The Living Thing / Notebooks : Statistical and mathematical python

Kinda hate R, because it is exactly so much a statistical dream as a programming nightmare? Is MATLAB too expensive when you try to run it on your cloud server farm and you’re anyway vaguely suspicious that they get kickback from the companies that sell RAM because otherwise why does it eat all your memory like that? Love the speed of C++ but have a nagging feeling that you should not need to recompile your code to do exploratory data analysis? Like the idea of Julia, but wary of depending on yet another bloody language, let along one without the serious corporate backing or history of the other ones I mentioned?

Python has a refreshingly different set of warts to those other options. Its statistical library support is less broad than R - probably comparable to MATLAB. It is, however, generally fast and nicer to debug, and integrates general programming tasks well — web servers, academic blogs, neural networks, weird art projects, online open workbooks

The matrix mathematics side of python OTOH is not so comprehensive as MATLAB, mind. The core matrix libraries, numpy and scipy, do what you want mostly, but when, for example, you really need some fancy spline type you read about on the internet, or you want someone to have really put in some effort on ensuring such-and-such a recursive filter is stable, you might find you need to do it yourself. So far I haven’t found any especially serious shortcomings this way, but it’s worth bearing in mind.

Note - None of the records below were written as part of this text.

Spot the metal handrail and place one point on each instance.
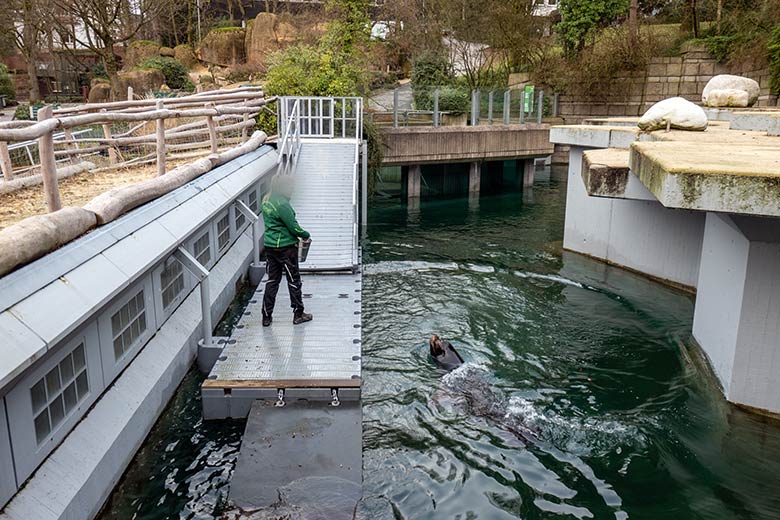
(290, 144)
(316, 118)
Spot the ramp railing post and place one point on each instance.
(395, 108)
(523, 97)
(490, 107)
(436, 107)
(364, 192)
(507, 106)
(255, 220)
(540, 107)
(202, 274)
(475, 107)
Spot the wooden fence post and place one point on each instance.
(5, 162)
(212, 131)
(112, 156)
(244, 129)
(160, 141)
(51, 188)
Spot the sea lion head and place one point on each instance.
(437, 348)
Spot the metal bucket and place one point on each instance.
(303, 249)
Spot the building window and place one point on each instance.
(202, 249)
(59, 392)
(172, 281)
(223, 232)
(240, 218)
(253, 201)
(127, 324)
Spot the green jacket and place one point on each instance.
(281, 228)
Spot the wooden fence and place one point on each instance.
(119, 134)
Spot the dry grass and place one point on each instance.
(75, 191)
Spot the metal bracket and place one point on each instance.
(190, 263)
(248, 213)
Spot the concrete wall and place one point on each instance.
(637, 234)
(420, 145)
(737, 317)
(684, 76)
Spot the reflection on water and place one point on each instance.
(576, 400)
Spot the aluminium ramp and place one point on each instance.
(325, 203)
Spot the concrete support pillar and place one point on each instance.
(475, 177)
(737, 316)
(529, 169)
(414, 182)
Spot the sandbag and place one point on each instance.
(675, 112)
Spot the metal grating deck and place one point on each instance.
(325, 203)
(324, 353)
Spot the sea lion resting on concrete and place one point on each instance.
(445, 354)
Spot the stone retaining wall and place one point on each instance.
(684, 76)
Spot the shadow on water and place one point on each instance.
(595, 411)
(577, 400)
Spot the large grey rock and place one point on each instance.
(728, 98)
(729, 82)
(676, 113)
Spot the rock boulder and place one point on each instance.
(185, 55)
(139, 51)
(267, 34)
(223, 47)
(727, 82)
(728, 98)
(142, 81)
(100, 93)
(676, 112)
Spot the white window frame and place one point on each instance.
(230, 231)
(189, 283)
(190, 244)
(111, 366)
(28, 454)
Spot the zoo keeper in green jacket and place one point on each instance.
(281, 244)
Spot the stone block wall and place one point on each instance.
(684, 76)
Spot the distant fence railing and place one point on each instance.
(122, 134)
(455, 106)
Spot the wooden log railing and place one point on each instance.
(209, 119)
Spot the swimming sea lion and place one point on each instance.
(445, 354)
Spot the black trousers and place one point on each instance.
(282, 262)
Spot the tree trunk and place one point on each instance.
(30, 38)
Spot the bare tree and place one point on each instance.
(27, 21)
(100, 25)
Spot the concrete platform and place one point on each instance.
(711, 176)
(304, 458)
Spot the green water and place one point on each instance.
(578, 400)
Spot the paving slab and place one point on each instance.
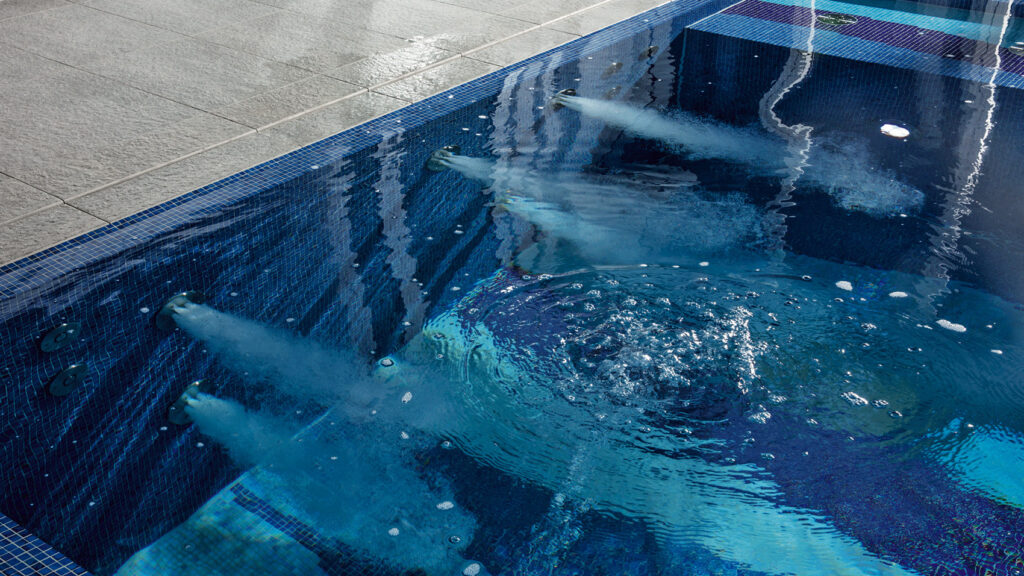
(392, 66)
(74, 34)
(12, 8)
(198, 73)
(39, 231)
(304, 40)
(436, 79)
(184, 16)
(55, 120)
(20, 199)
(112, 107)
(603, 15)
(522, 46)
(304, 95)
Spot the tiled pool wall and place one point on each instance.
(846, 100)
(339, 252)
(325, 242)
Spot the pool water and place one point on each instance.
(680, 302)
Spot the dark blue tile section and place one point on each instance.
(22, 553)
(891, 34)
(335, 558)
(305, 243)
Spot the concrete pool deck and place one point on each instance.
(112, 107)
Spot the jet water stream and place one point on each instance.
(465, 387)
(609, 219)
(846, 172)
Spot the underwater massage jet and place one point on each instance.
(845, 173)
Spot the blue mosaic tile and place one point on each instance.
(114, 279)
(24, 554)
(888, 43)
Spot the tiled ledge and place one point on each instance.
(100, 130)
(24, 554)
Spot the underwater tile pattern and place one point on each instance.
(24, 554)
(335, 558)
(118, 415)
(868, 39)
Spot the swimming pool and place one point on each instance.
(704, 314)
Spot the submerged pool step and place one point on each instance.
(22, 553)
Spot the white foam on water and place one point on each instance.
(295, 366)
(844, 170)
(950, 325)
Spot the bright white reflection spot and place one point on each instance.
(895, 131)
(951, 325)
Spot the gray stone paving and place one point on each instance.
(112, 107)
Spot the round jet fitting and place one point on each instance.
(165, 318)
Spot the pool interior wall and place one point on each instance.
(357, 251)
(101, 474)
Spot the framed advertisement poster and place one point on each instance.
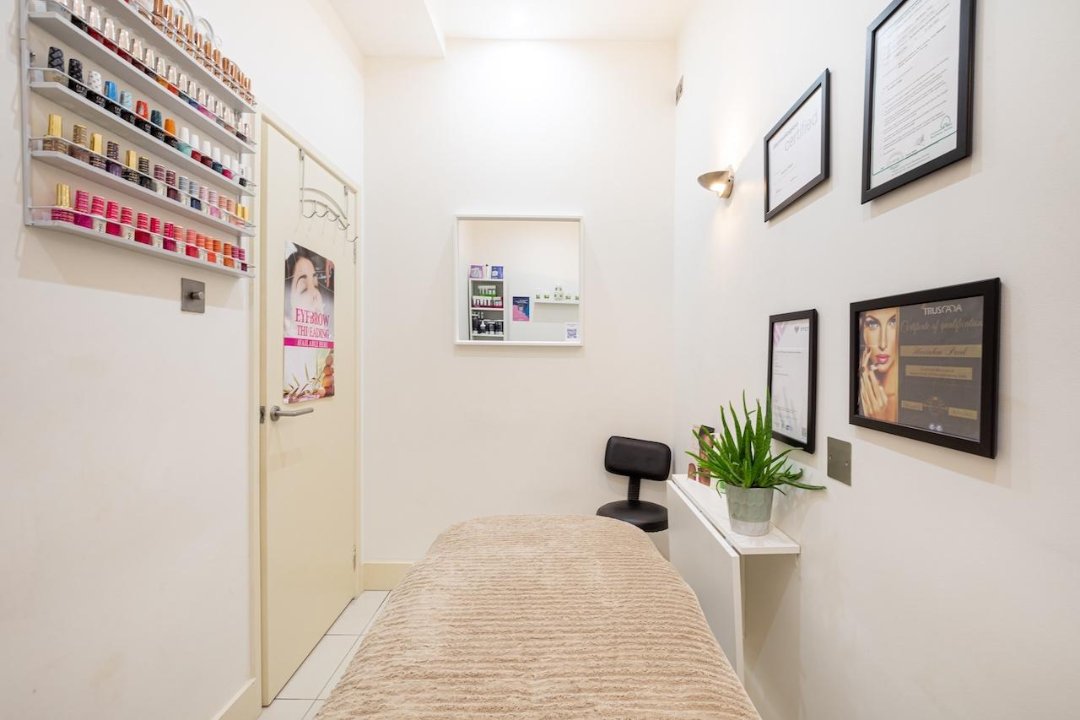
(925, 366)
(793, 377)
(917, 109)
(796, 149)
(309, 326)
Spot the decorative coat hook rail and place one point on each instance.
(316, 203)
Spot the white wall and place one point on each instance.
(123, 501)
(511, 127)
(941, 584)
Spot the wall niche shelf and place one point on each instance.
(212, 212)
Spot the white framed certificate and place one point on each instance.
(793, 377)
(917, 116)
(796, 149)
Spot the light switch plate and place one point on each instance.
(839, 460)
(192, 296)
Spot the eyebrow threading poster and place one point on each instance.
(308, 367)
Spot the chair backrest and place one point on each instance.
(637, 459)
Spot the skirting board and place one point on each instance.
(244, 705)
(383, 575)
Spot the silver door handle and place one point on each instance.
(278, 412)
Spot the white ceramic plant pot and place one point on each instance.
(750, 510)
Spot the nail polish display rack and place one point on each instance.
(44, 24)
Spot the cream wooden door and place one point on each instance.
(308, 465)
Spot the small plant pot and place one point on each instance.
(750, 510)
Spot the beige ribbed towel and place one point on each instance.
(540, 617)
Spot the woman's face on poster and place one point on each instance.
(879, 337)
(304, 289)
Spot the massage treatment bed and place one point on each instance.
(538, 617)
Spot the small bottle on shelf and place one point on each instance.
(62, 209)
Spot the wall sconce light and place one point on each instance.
(720, 181)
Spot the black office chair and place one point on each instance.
(637, 460)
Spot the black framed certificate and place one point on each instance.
(917, 114)
(796, 149)
(925, 365)
(793, 377)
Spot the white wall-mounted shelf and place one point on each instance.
(127, 15)
(184, 164)
(69, 164)
(125, 73)
(76, 231)
(714, 506)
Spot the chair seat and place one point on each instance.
(649, 517)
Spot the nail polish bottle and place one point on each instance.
(80, 139)
(124, 43)
(112, 97)
(159, 14)
(81, 216)
(55, 141)
(169, 238)
(159, 178)
(185, 144)
(126, 106)
(171, 138)
(181, 86)
(94, 23)
(143, 117)
(171, 189)
(109, 34)
(157, 125)
(112, 159)
(143, 229)
(97, 213)
(131, 166)
(137, 52)
(161, 70)
(75, 77)
(144, 178)
(112, 218)
(79, 14)
(56, 59)
(126, 223)
(96, 150)
(149, 60)
(95, 92)
(62, 211)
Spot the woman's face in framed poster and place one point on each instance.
(878, 364)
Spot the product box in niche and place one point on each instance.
(308, 366)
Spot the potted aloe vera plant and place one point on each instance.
(742, 462)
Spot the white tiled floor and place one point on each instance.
(311, 684)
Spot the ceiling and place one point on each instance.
(418, 27)
(561, 19)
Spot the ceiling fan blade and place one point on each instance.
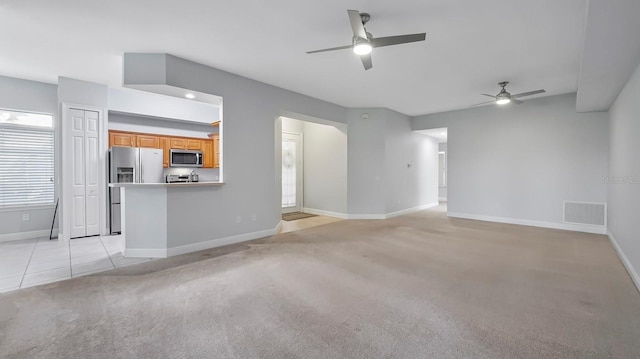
(482, 103)
(366, 61)
(331, 49)
(356, 24)
(523, 94)
(397, 40)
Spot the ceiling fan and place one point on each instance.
(363, 42)
(503, 97)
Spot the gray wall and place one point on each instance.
(28, 96)
(379, 149)
(365, 156)
(624, 173)
(325, 168)
(442, 190)
(411, 165)
(523, 161)
(251, 108)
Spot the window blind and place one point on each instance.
(26, 165)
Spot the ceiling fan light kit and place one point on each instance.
(362, 47)
(363, 42)
(503, 97)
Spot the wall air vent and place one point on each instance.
(586, 213)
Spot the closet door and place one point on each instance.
(85, 216)
(78, 186)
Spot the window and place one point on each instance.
(26, 158)
(442, 169)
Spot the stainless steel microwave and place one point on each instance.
(185, 158)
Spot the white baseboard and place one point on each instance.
(411, 210)
(219, 242)
(321, 212)
(27, 235)
(393, 214)
(627, 263)
(365, 216)
(145, 253)
(527, 222)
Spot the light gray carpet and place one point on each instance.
(416, 286)
(296, 215)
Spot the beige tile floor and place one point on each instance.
(290, 226)
(31, 262)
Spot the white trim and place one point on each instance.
(411, 210)
(564, 211)
(219, 242)
(299, 172)
(194, 247)
(65, 167)
(392, 214)
(145, 253)
(528, 222)
(279, 227)
(635, 277)
(26, 235)
(366, 216)
(321, 212)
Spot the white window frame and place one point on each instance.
(24, 205)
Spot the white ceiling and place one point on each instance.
(471, 45)
(610, 54)
(439, 134)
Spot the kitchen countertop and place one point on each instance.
(160, 185)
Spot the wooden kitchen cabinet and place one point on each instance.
(124, 139)
(207, 154)
(165, 144)
(179, 143)
(216, 151)
(148, 141)
(210, 147)
(194, 144)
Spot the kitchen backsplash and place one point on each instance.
(204, 174)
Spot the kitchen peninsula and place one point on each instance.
(148, 227)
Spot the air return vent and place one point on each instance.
(587, 213)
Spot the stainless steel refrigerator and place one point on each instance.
(131, 165)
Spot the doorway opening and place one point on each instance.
(292, 165)
(312, 163)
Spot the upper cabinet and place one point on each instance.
(125, 139)
(179, 143)
(216, 151)
(165, 144)
(209, 147)
(149, 141)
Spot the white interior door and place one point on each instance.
(85, 210)
(78, 188)
(291, 172)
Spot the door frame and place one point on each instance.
(66, 171)
(299, 173)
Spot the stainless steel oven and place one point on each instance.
(185, 158)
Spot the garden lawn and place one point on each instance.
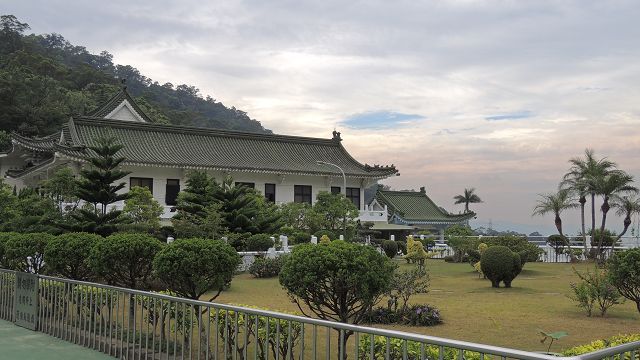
(473, 311)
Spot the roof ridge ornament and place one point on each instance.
(336, 136)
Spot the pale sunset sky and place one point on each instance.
(495, 95)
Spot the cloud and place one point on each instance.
(380, 120)
(510, 116)
(573, 66)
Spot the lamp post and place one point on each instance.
(344, 185)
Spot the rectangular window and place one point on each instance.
(249, 185)
(141, 182)
(353, 194)
(270, 192)
(173, 189)
(302, 193)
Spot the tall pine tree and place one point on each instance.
(98, 187)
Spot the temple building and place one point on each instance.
(402, 212)
(159, 157)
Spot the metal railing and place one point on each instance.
(133, 324)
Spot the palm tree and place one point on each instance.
(627, 206)
(611, 185)
(468, 198)
(582, 177)
(556, 204)
(573, 183)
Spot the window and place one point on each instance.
(141, 182)
(171, 195)
(249, 185)
(353, 194)
(302, 193)
(270, 192)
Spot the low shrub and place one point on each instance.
(594, 289)
(390, 248)
(402, 246)
(624, 273)
(422, 315)
(427, 242)
(330, 234)
(259, 242)
(382, 315)
(389, 348)
(267, 267)
(26, 252)
(4, 238)
(414, 315)
(68, 254)
(528, 252)
(499, 264)
(602, 344)
(299, 237)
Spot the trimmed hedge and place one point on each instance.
(19, 247)
(601, 344)
(390, 248)
(68, 254)
(259, 242)
(266, 267)
(499, 264)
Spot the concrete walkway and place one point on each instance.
(24, 344)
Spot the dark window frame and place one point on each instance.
(270, 195)
(246, 184)
(138, 179)
(303, 194)
(174, 200)
(355, 199)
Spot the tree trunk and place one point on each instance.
(605, 209)
(627, 222)
(583, 200)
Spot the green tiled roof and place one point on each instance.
(415, 207)
(151, 144)
(114, 102)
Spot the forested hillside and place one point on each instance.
(44, 79)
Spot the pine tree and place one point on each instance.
(98, 188)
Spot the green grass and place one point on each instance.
(473, 311)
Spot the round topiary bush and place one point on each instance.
(390, 248)
(68, 255)
(259, 242)
(499, 264)
(330, 234)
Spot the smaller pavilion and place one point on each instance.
(413, 210)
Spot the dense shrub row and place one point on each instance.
(189, 267)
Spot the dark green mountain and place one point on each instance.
(44, 79)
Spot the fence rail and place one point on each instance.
(133, 324)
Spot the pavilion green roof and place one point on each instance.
(114, 102)
(415, 207)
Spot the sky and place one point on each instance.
(494, 95)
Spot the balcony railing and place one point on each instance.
(133, 324)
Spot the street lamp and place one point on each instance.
(344, 185)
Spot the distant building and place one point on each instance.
(159, 157)
(408, 211)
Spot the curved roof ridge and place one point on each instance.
(203, 131)
(105, 109)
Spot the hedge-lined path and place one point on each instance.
(24, 344)
(473, 311)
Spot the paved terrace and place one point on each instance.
(24, 344)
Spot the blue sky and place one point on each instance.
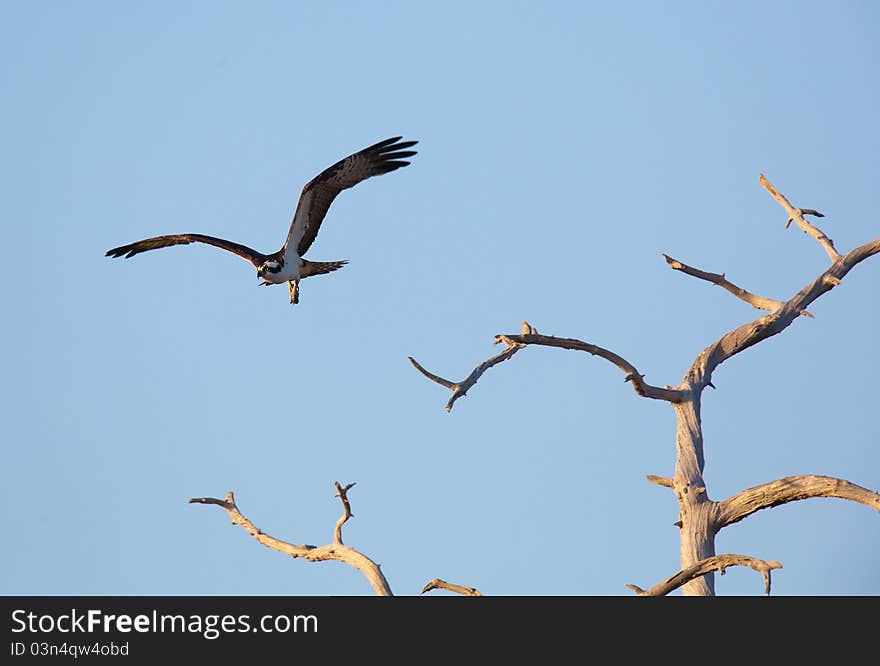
(562, 148)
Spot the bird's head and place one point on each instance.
(267, 269)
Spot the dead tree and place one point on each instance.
(701, 518)
(333, 551)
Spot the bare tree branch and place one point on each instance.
(665, 481)
(747, 335)
(797, 215)
(790, 489)
(715, 563)
(460, 389)
(342, 494)
(334, 551)
(530, 336)
(758, 302)
(439, 584)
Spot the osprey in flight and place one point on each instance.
(288, 264)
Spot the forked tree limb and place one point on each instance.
(790, 489)
(757, 302)
(797, 215)
(715, 563)
(700, 373)
(530, 336)
(335, 551)
(440, 584)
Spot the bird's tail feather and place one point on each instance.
(320, 267)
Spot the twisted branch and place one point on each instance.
(440, 584)
(715, 563)
(335, 551)
(757, 302)
(790, 489)
(797, 215)
(530, 336)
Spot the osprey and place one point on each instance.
(288, 264)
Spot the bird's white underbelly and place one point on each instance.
(291, 270)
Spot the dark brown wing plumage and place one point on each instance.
(252, 256)
(319, 193)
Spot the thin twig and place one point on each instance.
(797, 215)
(757, 302)
(335, 551)
(715, 563)
(440, 584)
(790, 489)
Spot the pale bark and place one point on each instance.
(440, 584)
(699, 517)
(716, 563)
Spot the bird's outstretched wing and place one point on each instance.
(320, 192)
(252, 256)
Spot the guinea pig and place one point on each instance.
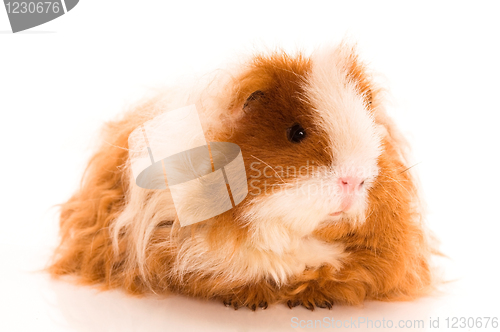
(332, 216)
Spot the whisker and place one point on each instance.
(269, 166)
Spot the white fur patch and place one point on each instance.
(281, 224)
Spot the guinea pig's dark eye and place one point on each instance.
(254, 96)
(295, 133)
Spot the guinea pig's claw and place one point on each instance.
(308, 306)
(292, 304)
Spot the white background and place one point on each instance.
(60, 81)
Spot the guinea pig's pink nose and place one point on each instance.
(350, 184)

OTOH, it’s ubiquitous and free, free, free so you don’t need to worry about stupid licensing restrictions, and the community is enormous, so it’s pretty easy to answer any questions you may have, so that’s nice.

But in any case, you don’t need to choose. Python interoperates with all these other languages, and indeed, makes a specialty of gluing stuff together.

Aside: A lot of useful machine-learning-type functionality, which I won’t discuss in detail here here, exists in the python deep learning toolkits such as Tensorflow and Theano; you might want to check those pages too. Also graphing is a whole separate issue, as is optimisation.

In recent times, a few major styles have been ascendant in the statistical python scene.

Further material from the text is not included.